Résultat : à rebours de 2008, "annus horribilis", les profits des activités de marché des banques ont connu sans doute l'une des meilleures années de leur histoire. Il faudrait donc être bien hypocrite pour ne pas voir une mesure de simple justice dans la décision de Gordon Brown d'imposer une taxe temporaire de 50% sur les versements de bonus envisagés par les banques de la City. Ayant profité d'une rente quasiment gratuite, la finance est appelée à rendre à la société une partie de l'argent prélevé sur l'économie.

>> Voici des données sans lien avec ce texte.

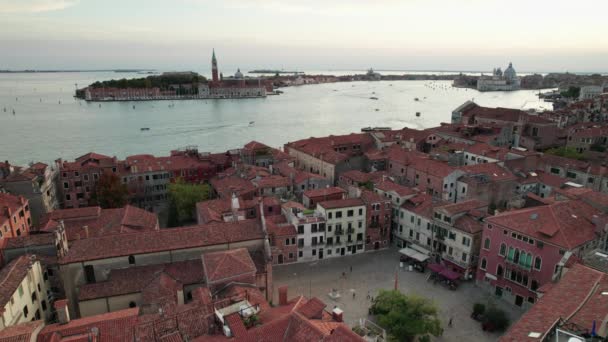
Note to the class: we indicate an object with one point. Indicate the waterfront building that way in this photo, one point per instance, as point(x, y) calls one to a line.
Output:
point(526, 249)
point(87, 222)
point(518, 128)
point(15, 216)
point(378, 228)
point(23, 292)
point(346, 226)
point(457, 229)
point(330, 156)
point(37, 184)
point(574, 305)
point(590, 91)
point(89, 262)
point(499, 80)
point(310, 198)
point(414, 227)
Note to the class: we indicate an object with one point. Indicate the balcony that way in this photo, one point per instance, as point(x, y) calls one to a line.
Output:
point(524, 267)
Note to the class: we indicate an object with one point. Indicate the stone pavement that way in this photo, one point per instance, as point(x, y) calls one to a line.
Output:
point(373, 271)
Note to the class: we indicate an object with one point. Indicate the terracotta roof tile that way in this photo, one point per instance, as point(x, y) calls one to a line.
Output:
point(162, 240)
point(566, 223)
point(227, 264)
point(342, 203)
point(576, 298)
point(314, 193)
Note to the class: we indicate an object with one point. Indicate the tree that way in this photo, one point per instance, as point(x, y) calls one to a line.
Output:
point(405, 317)
point(567, 152)
point(110, 192)
point(182, 200)
point(495, 320)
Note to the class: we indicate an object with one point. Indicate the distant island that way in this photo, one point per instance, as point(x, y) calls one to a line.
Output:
point(50, 71)
point(182, 85)
point(270, 71)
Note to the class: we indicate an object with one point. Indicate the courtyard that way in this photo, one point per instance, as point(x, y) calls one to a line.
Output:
point(374, 271)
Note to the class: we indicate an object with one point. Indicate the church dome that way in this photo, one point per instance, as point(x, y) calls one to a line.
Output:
point(510, 73)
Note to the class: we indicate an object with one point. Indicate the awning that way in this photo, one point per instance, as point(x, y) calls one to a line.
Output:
point(449, 274)
point(414, 254)
point(435, 268)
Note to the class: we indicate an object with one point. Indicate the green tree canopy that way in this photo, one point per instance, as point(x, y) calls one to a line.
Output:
point(110, 192)
point(568, 152)
point(405, 317)
point(182, 201)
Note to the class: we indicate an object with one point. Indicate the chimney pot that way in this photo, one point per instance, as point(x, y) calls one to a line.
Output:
point(283, 295)
point(63, 313)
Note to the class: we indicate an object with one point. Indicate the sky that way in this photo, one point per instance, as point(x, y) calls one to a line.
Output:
point(461, 35)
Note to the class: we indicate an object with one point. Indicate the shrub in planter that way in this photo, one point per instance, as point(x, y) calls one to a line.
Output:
point(478, 311)
point(495, 320)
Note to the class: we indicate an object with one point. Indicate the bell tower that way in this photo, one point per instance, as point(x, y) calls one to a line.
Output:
point(214, 72)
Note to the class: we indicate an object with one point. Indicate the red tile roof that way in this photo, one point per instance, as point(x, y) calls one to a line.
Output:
point(422, 204)
point(313, 308)
point(322, 192)
point(482, 149)
point(163, 240)
point(274, 181)
point(27, 241)
point(12, 275)
point(14, 203)
point(223, 265)
point(100, 222)
point(577, 298)
point(400, 190)
point(460, 207)
point(134, 279)
point(566, 223)
point(343, 203)
point(22, 332)
point(111, 327)
point(494, 171)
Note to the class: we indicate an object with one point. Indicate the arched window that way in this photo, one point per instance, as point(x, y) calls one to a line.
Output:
point(537, 263)
point(534, 285)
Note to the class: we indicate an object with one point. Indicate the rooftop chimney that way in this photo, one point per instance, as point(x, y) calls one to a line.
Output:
point(337, 314)
point(63, 314)
point(283, 295)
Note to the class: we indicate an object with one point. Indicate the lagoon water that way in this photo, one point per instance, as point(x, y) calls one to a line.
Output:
point(49, 123)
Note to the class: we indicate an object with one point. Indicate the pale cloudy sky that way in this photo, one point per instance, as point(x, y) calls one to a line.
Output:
point(537, 35)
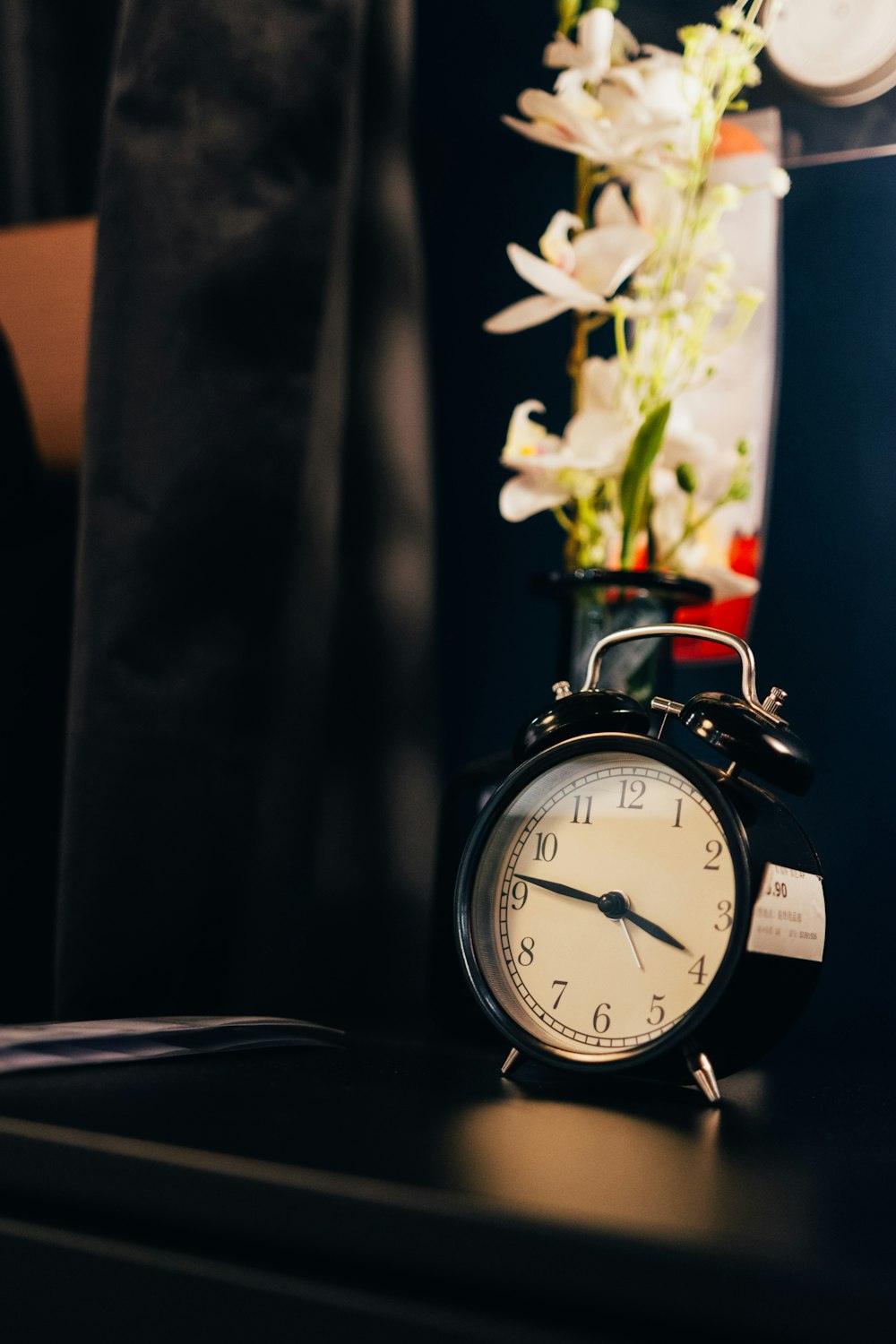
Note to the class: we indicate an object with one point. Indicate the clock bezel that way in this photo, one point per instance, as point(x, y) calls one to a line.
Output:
point(737, 844)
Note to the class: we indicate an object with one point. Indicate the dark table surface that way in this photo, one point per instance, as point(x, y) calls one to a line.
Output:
point(410, 1171)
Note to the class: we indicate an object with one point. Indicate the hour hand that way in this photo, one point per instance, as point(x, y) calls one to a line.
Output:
point(654, 930)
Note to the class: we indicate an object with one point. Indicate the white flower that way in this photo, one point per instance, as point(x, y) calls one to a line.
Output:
point(535, 454)
point(613, 131)
point(591, 56)
point(594, 446)
point(576, 271)
point(602, 42)
point(780, 183)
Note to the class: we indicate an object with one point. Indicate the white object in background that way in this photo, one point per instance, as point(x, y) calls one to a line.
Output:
point(839, 53)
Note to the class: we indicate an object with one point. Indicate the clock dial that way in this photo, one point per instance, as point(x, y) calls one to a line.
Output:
point(603, 902)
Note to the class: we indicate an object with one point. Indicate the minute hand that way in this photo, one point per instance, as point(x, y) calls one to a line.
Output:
point(648, 925)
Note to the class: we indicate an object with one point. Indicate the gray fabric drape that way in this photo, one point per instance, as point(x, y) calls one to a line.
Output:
point(249, 796)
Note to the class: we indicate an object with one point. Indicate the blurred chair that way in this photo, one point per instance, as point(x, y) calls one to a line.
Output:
point(46, 277)
point(46, 282)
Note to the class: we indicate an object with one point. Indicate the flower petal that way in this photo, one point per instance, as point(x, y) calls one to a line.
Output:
point(613, 209)
point(599, 383)
point(528, 494)
point(606, 257)
point(549, 279)
point(528, 312)
point(599, 440)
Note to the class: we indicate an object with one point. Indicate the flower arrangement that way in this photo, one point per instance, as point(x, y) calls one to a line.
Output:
point(632, 478)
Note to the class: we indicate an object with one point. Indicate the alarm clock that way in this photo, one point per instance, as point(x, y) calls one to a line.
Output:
point(624, 908)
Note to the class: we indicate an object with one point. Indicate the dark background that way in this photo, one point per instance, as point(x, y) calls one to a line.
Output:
point(823, 628)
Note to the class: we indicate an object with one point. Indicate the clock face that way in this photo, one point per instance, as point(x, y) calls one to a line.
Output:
point(837, 51)
point(605, 900)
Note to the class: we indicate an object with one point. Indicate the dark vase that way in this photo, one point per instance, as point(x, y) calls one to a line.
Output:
point(598, 602)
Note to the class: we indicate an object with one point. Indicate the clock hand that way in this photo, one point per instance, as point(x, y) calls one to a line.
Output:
point(654, 930)
point(562, 890)
point(634, 951)
point(613, 903)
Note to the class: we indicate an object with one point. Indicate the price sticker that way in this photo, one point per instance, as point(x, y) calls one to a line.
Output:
point(788, 917)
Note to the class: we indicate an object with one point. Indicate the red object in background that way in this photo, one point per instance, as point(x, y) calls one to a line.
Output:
point(731, 616)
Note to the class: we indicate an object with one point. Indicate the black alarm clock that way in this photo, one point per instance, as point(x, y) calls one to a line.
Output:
point(622, 908)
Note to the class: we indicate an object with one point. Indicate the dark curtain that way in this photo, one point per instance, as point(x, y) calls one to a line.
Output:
point(54, 69)
point(249, 779)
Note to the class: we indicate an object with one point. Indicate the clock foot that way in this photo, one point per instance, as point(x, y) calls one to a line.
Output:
point(511, 1064)
point(704, 1075)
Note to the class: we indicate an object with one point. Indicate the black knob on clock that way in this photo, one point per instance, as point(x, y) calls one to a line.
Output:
point(576, 712)
point(755, 741)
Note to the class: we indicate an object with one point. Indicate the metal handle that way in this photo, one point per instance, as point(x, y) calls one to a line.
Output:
point(696, 632)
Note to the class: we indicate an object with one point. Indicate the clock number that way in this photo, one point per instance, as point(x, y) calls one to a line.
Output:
point(697, 970)
point(713, 849)
point(519, 892)
point(546, 846)
point(634, 789)
point(586, 819)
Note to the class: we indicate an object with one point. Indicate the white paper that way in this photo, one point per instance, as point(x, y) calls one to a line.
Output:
point(788, 917)
point(123, 1039)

Limitée à la seule année 2009, cette taxation vise moins les bonus que les banques : elle devrait les inciter à étaler le versement des primes sur plusieurs années et à renforcer leurs fonds propres. Angela Merkel, qui a jugé l'idée "très charmante", estime qu'elle aura des "vertus pédagogiques", en incitant les banques à prendre moins de risques. Toute l'Europe envisage désormais de mettre en ?uvre une telle taxe, à commencer par la France, qui n'attendait que l'initiative de Londres pour appliquer elle aussi une taxation exceptionnelle sur les bonus.

Pour Gordon Brown, comme pour Nicolas Sarkozy, qui ont signé jeudi un texte commun dans le Wall Street Journal pour une régulation globale de la finance, les arrière-pensées politiques l'emportent sans doute sur la morale. Le premier affronte au printemps les électeurs et joue sa survie politique sur un coup de dés qui ne fera pas trop de mal à la City. Le second espère prendre quelques bastions à la gauche aux élections régionales de mars et ne manque pas une occasion de taper sur les banquiers pour se refaire une popularité. En réaffirmant symboliquement le primat du politique sur la finance, les deux dirigeants font aussi pression sur Barack Obama, qui se heurte dans ses projets de régulation de la finance à la résistance de Wall Street, laquelle espère bien tirer les marrons du feu de cette grande hystérie antibonus.